If you have one video card and it’s unresponsive, the other devices are also not working. Make sure your computer can recognize the monitor and other components. If your video card works with both devices, check to see if any drivers conflict with each other.
If you can’t find any conflicts, try reinstalling your drivers from Microsoft or AMD (the manufacturer).
You may need Windows 10 to get an unresponsive video card working again.
If you’re having trouble with your video card, Windows 10 may be the culprit. While it’s true that Windows 10 is not a cure-all and won’t make everything right, it can help with some issues.
If you’re still running an older version of Windows (for example, if you’re on Windows 7), then upgrading to the latest version of Microsoft’s operating system will likely resolve most problems with your unresponsive video card. Like everyone else who has upgraded from an older version of their operating system over the last decade or two (and even beyond), I’ve had my fair share of crashes during these transitions between generations—but after having tried everything else under the sun (including contacting tech support), I finally found something helpful: upgrading directly from my current OS version instead of waiting for updates within days after each new release!
Updates can be an issue.
Updates can be an issue.
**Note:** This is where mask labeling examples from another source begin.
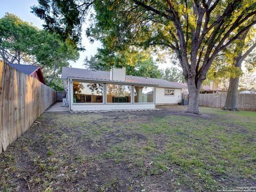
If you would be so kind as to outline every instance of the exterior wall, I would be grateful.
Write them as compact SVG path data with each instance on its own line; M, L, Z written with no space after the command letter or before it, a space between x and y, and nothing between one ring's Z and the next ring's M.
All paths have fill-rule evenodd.
M75 81L75 80L74 80ZM77 81L76 80L75 81ZM131 103L107 103L106 84L103 84L103 102L102 103L74 103L73 81L68 81L68 98L69 110L116 110L116 109L154 109L156 105L177 104L181 99L181 89L174 89L174 95L165 95L164 87L155 87L154 103L135 103L134 100L134 85L132 85L132 97ZM171 89L171 88L166 88Z
M115 110L115 109L154 109L155 104L73 104L72 109L74 111L93 110Z
M117 69L113 67L110 70L110 79L113 81L125 81L126 69L123 67Z
M166 88L171 89L171 88ZM174 95L165 95L164 87L156 87L156 104L178 104L181 100L181 89L173 89Z
M77 82L77 80L74 81ZM154 103L134 103L134 85L132 85L132 96L131 103L107 103L106 84L103 84L103 95L102 103L73 103L73 89L72 79L68 81L68 97L69 100L69 110L73 111L79 110L116 110L116 109L155 109L155 105ZM155 93L154 93L154 96ZM155 96L154 101L155 101Z

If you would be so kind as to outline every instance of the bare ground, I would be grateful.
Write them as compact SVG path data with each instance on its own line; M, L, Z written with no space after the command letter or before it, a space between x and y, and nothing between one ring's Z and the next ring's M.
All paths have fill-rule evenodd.
M1 191L194 191L256 186L256 114L183 106L44 113L0 155Z

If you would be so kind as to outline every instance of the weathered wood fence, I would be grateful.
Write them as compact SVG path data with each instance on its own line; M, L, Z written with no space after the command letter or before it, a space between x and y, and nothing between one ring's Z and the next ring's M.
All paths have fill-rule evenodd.
M222 108L227 93L200 94L199 106ZM238 94L237 108L241 110L256 111L256 94Z
M62 99L66 98L66 91L57 91L57 102L62 102Z
M0 61L0 154L56 101L56 92Z

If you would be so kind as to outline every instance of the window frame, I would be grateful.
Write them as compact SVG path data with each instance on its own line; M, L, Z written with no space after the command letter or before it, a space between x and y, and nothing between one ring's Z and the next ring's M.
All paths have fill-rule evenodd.
M135 86L143 86L143 87L152 87L153 89L153 102L135 102ZM134 101L134 104L152 104L152 103L155 103L155 89L154 86L145 86L145 85L134 85L133 86L133 101Z
M102 102L79 102L79 103L75 103L74 102L74 96L75 94L74 92L74 83L93 83L93 84L102 84L103 87L103 92L102 92ZM72 101L72 105L103 105L104 104L104 83L99 83L99 82L83 82L83 81L73 81L71 82L71 90L72 90L72 99L71 100Z
M130 102L108 102L108 85L123 85L123 86L130 86L131 87L131 101ZM127 104L132 104L132 86L131 85L124 85L121 84L117 84L117 83L106 83L106 104L107 105L127 105Z
M166 94L165 94L165 90L169 90L169 93L170 93L170 90L173 90L173 95ZM165 88L164 89L164 96L174 97L175 96L175 89Z

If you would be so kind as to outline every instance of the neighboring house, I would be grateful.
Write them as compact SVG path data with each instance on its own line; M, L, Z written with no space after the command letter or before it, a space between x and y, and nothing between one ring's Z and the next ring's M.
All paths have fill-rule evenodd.
M125 74L125 68L110 72L62 68L69 110L154 109L181 99L183 85Z
M186 87L182 89L181 92L185 94L188 94L188 85L186 83L173 82L180 85L183 85ZM226 92L222 89L218 87L218 84L214 82L211 82L209 85L202 85L200 93L217 93L219 92Z
M39 81L45 85L43 73L41 68L38 66L31 66L29 65L16 64L9 63L8 65L16 69L18 71L35 77Z

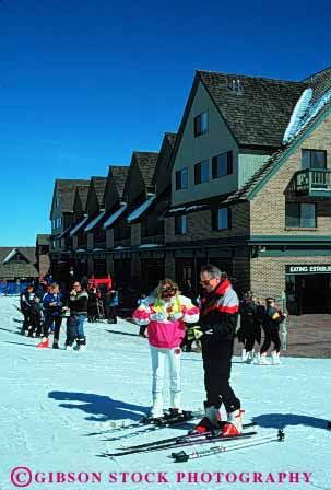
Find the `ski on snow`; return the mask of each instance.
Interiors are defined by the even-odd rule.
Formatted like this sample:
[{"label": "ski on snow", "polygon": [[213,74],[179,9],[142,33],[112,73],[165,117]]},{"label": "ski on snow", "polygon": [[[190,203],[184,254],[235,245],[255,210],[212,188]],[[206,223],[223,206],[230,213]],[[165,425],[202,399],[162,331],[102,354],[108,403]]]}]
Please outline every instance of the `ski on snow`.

Updating drivers, installing new updates and patches, and upgrading your operating system take time. And this is where you run into problems: it may take time to work.
Updates often require more space on your computer’s hard drive than what you have available for everything to go smoothly (especially true when dealing with graphics-intensive applications). If there isn’t enough space for the update process to complete successfully, then unresponsive video cards will be one of the top symptoms of this problem.
You may need to update your BIOS or firmware.
If your video card is unresponsive, a BIOS or firmware update may be the solution. This can be done in two ways: by using the computer’s BIOS to update the card and driver or downloading an updated driver from the manufacturer’s website.
If you need help installing an updated driver, ask a technician to help you with this process.
Sometimes reinstalling the display driver will help.
Try these troubleshooting methods to fix an unresponsive video card.